Terkutuk
Goenawan Mohamad ;
Esais; Mantan Pemimpin Redaksi
Majalah TEMPO
|
TEMPO.CO, 04 Juli
2016
KITA terbiasa dengan gambaran ini, yang
agaknya datang dari benua lain: penyair, terusir dari Kallipolis, lusuh, bau,
kelayapan, insomniak, hidup tanpa jadwal, dan memproduksi hal-hal yang tak
jelas fungsinya: sajak-sajak. Ia jarang mendapat tempat dalam sebuah
struktur. Ia di luar. Kalaupun ia ingin, Kallipolis tak akan menerimanya
kembali. Dalam kota ideal yang diangankan Plato itu, penyair adalah elemen
yang hanya berperan buat memuja para pahlawan—dan kita tahu, itu tak akan
cocok, sebab pahlawan adalah tokoh yang membeku dalam dongeng wajib. Maka ada
benarnya, meskipun agak berlebihan, bila pada 1832 Alfred de Vigny menulis
bahwa penyair adalah "kaum yang akan selalu dikutuk mereka yang berkuasa
di atas bumi".
Waktu itu kota-kota Eropa, terutama Paris,
mulai bergerak dengan desain modern yang lugas dan teratur. Di sana puisi,
dengan sifatnya yang tak terduga-duga, makin terasing. Paul Verlaine menyusun
kumpulan puisi, Les Poètes maudits, yang terbit pada 1884: karya-karya
"penyair terkutuk". Yang tergabung dalam rombongan ini Verlaine
sendiri, juga Rimbaud dan Mallarmé—untuk menyebut yang paling dikenal di luar
Prancis. Di barisan depan: Baudelaire.
Baudelaire dijatuhi hukuman setelah ia
menerbitkan Les Fleurs du mal, 25 Juni 1857. Kumpulan puisi itu dianggap
menampar "moralitas masyarakat". Baudelaire tak dipenjara, namun
didenda dan enam sajak dalam Les Fleurs du mal harus dicabut.

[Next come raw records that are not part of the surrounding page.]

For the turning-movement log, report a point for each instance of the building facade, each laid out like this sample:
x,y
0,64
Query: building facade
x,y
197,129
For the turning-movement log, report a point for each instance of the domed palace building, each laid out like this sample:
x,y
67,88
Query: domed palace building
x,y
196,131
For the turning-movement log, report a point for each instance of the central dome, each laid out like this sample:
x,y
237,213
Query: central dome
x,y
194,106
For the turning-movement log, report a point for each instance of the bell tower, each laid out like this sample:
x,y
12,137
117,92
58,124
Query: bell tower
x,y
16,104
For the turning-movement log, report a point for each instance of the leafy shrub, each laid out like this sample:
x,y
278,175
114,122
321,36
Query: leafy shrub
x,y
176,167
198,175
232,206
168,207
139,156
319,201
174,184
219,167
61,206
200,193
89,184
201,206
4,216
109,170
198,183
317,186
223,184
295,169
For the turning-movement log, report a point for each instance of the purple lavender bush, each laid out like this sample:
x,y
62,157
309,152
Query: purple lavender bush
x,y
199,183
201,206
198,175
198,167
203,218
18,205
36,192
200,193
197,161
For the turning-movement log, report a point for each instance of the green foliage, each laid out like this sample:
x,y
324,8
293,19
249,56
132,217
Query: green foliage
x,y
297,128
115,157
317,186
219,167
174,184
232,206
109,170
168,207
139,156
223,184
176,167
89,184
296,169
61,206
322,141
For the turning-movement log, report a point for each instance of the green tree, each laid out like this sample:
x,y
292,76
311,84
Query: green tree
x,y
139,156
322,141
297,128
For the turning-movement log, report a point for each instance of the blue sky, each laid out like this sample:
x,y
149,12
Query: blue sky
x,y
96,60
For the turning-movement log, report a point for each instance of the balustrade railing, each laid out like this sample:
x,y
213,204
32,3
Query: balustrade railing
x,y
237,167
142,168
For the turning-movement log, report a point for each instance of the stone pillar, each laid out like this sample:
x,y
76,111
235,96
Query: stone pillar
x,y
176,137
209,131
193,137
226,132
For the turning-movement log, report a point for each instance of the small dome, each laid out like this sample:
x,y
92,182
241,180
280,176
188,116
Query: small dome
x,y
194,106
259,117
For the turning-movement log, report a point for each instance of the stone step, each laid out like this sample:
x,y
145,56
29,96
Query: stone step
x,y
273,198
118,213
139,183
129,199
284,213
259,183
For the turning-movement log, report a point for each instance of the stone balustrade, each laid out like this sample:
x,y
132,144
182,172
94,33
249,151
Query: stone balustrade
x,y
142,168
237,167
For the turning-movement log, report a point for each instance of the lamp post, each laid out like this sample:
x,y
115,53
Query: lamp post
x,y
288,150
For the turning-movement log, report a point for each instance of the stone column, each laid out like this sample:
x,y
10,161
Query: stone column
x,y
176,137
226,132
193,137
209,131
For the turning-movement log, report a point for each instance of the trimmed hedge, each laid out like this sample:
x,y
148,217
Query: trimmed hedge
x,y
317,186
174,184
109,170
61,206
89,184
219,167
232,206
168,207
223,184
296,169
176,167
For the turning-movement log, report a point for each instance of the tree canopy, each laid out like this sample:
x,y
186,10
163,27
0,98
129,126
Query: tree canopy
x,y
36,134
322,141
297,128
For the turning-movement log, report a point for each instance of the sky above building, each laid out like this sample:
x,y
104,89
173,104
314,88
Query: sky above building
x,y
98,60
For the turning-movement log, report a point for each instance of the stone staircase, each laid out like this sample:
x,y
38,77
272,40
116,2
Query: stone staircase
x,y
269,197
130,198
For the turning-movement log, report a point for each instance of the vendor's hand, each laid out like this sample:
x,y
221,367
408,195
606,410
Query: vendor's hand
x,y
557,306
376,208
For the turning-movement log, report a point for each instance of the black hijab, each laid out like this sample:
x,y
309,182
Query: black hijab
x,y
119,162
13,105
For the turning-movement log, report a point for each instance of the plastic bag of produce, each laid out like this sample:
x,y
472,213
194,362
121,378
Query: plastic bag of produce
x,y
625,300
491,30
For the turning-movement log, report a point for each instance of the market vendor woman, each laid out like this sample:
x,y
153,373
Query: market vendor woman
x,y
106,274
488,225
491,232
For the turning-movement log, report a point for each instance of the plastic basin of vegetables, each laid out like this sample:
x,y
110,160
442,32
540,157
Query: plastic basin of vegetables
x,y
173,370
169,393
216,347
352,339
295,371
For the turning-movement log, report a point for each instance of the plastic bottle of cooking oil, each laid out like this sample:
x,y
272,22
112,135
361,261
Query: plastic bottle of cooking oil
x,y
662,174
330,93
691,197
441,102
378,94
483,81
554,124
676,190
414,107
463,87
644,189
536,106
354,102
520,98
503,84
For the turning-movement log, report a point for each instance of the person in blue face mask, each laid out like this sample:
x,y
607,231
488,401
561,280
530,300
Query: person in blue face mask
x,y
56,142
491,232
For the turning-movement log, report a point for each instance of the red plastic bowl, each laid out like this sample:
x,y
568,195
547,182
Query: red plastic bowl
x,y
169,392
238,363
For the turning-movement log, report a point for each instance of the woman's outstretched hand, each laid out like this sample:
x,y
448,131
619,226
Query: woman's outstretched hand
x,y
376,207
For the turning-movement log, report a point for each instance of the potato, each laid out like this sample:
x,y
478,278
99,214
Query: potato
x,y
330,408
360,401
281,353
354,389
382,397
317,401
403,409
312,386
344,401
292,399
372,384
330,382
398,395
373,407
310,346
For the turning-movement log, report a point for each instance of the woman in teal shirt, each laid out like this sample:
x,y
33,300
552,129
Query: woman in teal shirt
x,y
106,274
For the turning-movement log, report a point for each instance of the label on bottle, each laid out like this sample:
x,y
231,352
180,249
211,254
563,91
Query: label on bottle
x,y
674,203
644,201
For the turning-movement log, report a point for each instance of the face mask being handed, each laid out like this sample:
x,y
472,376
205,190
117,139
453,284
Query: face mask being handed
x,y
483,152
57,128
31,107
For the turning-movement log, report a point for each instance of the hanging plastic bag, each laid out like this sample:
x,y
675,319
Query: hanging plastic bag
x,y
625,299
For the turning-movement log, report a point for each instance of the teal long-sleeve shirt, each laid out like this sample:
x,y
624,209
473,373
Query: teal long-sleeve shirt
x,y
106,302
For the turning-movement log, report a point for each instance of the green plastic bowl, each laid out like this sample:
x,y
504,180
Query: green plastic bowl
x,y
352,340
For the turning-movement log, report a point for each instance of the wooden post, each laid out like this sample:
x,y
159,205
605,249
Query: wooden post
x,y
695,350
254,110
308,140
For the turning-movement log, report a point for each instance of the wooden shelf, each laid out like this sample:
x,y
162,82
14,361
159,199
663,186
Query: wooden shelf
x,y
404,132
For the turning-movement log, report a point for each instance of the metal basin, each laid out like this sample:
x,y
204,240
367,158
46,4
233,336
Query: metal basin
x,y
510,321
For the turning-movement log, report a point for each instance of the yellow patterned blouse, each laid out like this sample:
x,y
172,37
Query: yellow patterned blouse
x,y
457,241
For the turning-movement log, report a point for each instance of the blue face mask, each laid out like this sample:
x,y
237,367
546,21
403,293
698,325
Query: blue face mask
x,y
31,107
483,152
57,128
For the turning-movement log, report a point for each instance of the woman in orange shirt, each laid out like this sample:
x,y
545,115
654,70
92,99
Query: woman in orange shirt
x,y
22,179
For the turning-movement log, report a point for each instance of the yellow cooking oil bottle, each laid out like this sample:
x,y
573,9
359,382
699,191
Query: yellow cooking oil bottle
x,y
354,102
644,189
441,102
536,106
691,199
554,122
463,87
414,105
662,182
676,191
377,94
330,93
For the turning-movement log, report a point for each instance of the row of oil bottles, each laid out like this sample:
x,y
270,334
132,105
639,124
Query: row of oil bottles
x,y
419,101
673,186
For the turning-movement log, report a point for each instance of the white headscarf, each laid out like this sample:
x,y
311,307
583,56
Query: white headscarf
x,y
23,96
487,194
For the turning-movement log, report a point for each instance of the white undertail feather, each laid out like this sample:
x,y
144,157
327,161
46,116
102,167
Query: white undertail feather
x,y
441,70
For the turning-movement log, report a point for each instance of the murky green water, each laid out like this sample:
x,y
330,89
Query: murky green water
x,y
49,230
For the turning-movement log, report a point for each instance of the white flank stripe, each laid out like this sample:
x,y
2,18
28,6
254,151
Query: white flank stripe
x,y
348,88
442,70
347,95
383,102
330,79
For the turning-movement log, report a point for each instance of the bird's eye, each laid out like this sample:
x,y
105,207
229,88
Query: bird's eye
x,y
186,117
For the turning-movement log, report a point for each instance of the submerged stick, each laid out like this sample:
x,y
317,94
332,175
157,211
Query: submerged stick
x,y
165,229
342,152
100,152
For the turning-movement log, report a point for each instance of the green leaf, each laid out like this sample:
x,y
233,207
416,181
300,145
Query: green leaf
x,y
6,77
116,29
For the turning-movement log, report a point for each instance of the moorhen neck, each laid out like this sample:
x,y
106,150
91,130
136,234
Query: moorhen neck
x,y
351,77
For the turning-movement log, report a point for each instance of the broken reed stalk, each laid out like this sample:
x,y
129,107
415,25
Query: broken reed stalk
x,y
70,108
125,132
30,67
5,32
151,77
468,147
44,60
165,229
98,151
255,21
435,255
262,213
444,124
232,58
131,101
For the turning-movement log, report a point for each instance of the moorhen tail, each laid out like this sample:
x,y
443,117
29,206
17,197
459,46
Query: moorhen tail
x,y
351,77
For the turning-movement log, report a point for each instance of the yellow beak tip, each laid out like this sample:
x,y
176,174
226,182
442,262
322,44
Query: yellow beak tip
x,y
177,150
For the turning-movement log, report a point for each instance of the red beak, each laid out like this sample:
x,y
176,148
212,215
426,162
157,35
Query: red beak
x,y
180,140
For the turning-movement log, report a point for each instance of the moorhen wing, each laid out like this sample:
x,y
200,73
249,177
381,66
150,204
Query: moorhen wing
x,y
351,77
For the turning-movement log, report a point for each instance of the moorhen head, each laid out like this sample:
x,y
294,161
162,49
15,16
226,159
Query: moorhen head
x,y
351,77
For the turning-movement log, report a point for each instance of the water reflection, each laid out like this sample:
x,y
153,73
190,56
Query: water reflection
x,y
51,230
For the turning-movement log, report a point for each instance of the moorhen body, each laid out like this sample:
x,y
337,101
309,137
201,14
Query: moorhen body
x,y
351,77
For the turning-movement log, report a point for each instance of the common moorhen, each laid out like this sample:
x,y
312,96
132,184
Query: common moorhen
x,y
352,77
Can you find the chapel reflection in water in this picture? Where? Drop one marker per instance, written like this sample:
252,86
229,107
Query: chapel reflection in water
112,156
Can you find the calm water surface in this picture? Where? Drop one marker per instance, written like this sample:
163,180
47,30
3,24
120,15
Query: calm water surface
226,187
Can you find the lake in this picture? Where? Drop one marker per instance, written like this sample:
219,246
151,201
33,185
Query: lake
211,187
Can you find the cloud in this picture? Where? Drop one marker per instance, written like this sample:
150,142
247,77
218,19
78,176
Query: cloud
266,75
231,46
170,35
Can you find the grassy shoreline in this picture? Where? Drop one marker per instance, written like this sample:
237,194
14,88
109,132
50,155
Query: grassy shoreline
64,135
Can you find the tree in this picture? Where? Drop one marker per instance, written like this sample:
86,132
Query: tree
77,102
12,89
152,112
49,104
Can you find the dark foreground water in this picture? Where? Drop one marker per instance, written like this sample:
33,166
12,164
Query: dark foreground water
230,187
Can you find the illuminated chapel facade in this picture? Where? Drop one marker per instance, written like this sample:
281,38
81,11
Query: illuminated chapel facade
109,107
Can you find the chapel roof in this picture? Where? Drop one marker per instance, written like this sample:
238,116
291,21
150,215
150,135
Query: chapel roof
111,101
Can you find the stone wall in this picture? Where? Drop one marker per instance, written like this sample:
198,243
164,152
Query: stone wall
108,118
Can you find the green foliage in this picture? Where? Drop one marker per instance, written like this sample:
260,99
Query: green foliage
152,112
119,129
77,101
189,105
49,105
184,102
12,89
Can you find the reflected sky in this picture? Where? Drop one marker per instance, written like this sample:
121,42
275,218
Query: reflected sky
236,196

Seperti berulang kali terjadi, sensor adalah
ketakaburan yang bodoh: mengutuk buku berarti membuatnya ramai dicari. Pada
umur 36 tahun, Baudelaire telah menghasilkan satu karya yang paling banyak
dibicarakan dan dikagumi—meskipun ia semula datang untuk mencerca dan
dicerca.
Ia anak muda pesolek dan pemboros, pelanggan
seorang pelacur botak yang buruk muka. Kata orang, dari sini ia terkena raja
singa yang pelan-pelan membunuhnya. Mungkin tak hanya sifilis. Ia penikmat
laudanum, candu yang dilarutkan dalam alkohol. Ia mengagumi Edgar Allan Poe,
penyair Amerika pemabuk yang menurut Baudelaire menggambarkan
"kegemilangan" opium, yang muram, hitam, tapi menggugah. Sang
penyair Les Fleurs du mal juga anggota tetap Club des Hashischins, sebuah
perhimpunan sastra di Paris yang bertujuan menjelajahi kreativitas manusia
saat kesadarannya berubah karena pengaruh hashish.
Tak mengherankan bila ia ingin ada jarak,
bahkan pertentangan, antara dirinya, juga puisinya, dan ukuran-ukuran akhlak
yang lazim. "Ibu tahu," tulisnya di sepucuk surat kepada ibunya
beberapa belas tahun sebelum ia meninggal di pangkuan perempuan belahan
jiwanya itu, "bahwa aku selalu menganggap sastra dan seni mengejar
tujuan yang tak tergantung kepada moralitas."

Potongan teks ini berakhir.